# How does out of home streaming work technically-what security implications are there?



## Puppy76 (Oct 7, 2004)

I've never used it as I'm...well, I'm concerned about my TiVo's security even when that's NOT enabled, but I don't know how the out of home streaming works. Is it punching a hole through your firewall? Are there any security implications?


----------



## PCurry57 (Feb 27, 2012)

Puppy76 said:


> I've never used it as I'm...well, I'm concerned about my TiVo's security even when that's NOT enabled, but I don't know how the out of home streaming works. Is it punching a hole through your firewall? Are there any security implications?


Non copy-protected content can be downloaded to device memory (not external/ memory card). Only one device at a time may stream or download OOH (out of home) at a time. Bolt devices can download or stream to two devices on home network, stand alone and Roamio stream devices can download or stream to 4 devices (one OOH) at any one time.

Sent from my SM-G955U using Tapatalk


----------



## powrcow (Sep 27, 2010)

I'm sure someone else can speak to exactly what services ports are enabled in the TiVo. I'm guessing you're concerned because you are allowing outside access to *something* inside your network.

Your TiVo makes a connection through your (I'm guessing) NAT-enabled router or firewall to TiVo's servers. It "punches a hole" through a NAT similar to how your PC "punches a hole" when it accesses a web page. When you use the Android/iPhone app to access your TiVo, the app accesses TiVo's servers. Commands and status to/from the TiVo and your app are relayed through TiVo's servers. I believe even the video streams are proxy'd through TiVo's servers.

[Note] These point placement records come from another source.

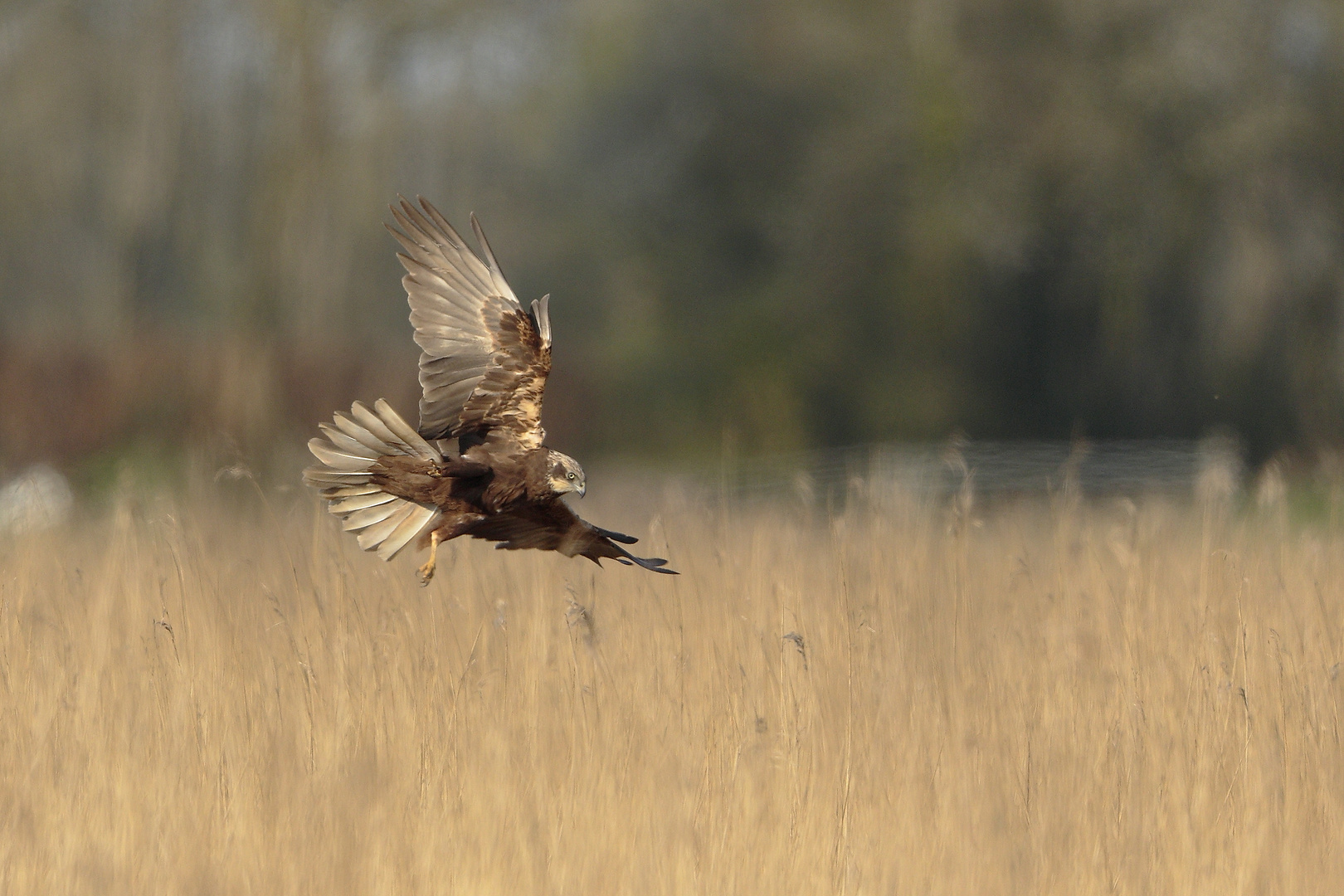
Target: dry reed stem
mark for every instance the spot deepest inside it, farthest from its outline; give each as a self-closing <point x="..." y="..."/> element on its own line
<point x="1090" y="698"/>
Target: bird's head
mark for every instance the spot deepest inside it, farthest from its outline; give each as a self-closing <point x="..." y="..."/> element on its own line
<point x="566" y="475"/>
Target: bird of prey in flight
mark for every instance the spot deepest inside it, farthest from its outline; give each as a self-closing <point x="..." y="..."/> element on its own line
<point x="477" y="464"/>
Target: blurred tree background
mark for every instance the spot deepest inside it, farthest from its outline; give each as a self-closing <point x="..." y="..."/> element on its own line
<point x="763" y="225"/>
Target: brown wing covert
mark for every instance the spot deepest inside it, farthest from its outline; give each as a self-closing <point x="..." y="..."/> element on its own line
<point x="485" y="359"/>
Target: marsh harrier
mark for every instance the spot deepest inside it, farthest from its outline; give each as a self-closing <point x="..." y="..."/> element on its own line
<point x="477" y="465"/>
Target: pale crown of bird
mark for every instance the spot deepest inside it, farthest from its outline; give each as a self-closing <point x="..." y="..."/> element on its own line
<point x="566" y="475"/>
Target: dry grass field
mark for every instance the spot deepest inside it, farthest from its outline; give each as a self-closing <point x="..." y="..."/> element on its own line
<point x="214" y="694"/>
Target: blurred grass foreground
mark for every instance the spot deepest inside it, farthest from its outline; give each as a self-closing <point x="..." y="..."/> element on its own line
<point x="218" y="692"/>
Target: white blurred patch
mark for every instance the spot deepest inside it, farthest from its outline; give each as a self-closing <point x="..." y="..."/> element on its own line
<point x="38" y="499"/>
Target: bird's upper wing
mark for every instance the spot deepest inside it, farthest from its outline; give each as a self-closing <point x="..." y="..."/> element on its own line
<point x="552" y="525"/>
<point x="485" y="356"/>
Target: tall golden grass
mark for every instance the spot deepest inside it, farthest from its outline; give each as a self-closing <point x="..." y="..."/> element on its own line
<point x="217" y="694"/>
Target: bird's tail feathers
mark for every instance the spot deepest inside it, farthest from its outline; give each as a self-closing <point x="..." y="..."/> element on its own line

From a security standpoint, what's the worst that could happen? Someone could access TiVo's remote servers and use the existing tunnel to your TiVo to get inside your network. Is that likely? Probably not. Everything with network connectivity will touch an Internet server and *could* bring back some payload with an exploit in it.

How insecure is the TiVo? I would put it about as insecure as allowing friends to join your WiFi network. You don't know what electronic baggage their devices bring with them so those devices should exist in some DMZ/walled-off area of your network.


----------



## Puppy76 (Oct 7, 2004)

<<<When you use the Android/iPhone app to access your TiVo, the app accesses TiVo's servers. Commands and status to/from the TiVo and your app are relayed through TiVo's servers. I believe even the video streams are proxy'd through TiVo's servers.>>>

That's what I was hoping...that basically the TiVo is only connecting to TiVo (or of course Netflix, or whatever), and I've been assuming/hoping that's the case, which is more or less secure. Like I connect to it outside my home, it's really connecting to TiVo's servers, which are then connecting to the TiVo.

I'm just not clear on how it works when checking that box to allow streaming outside the home, if that's opening another avenue of attack, how that's getting sent on to my device, so I've left it off for now.


----------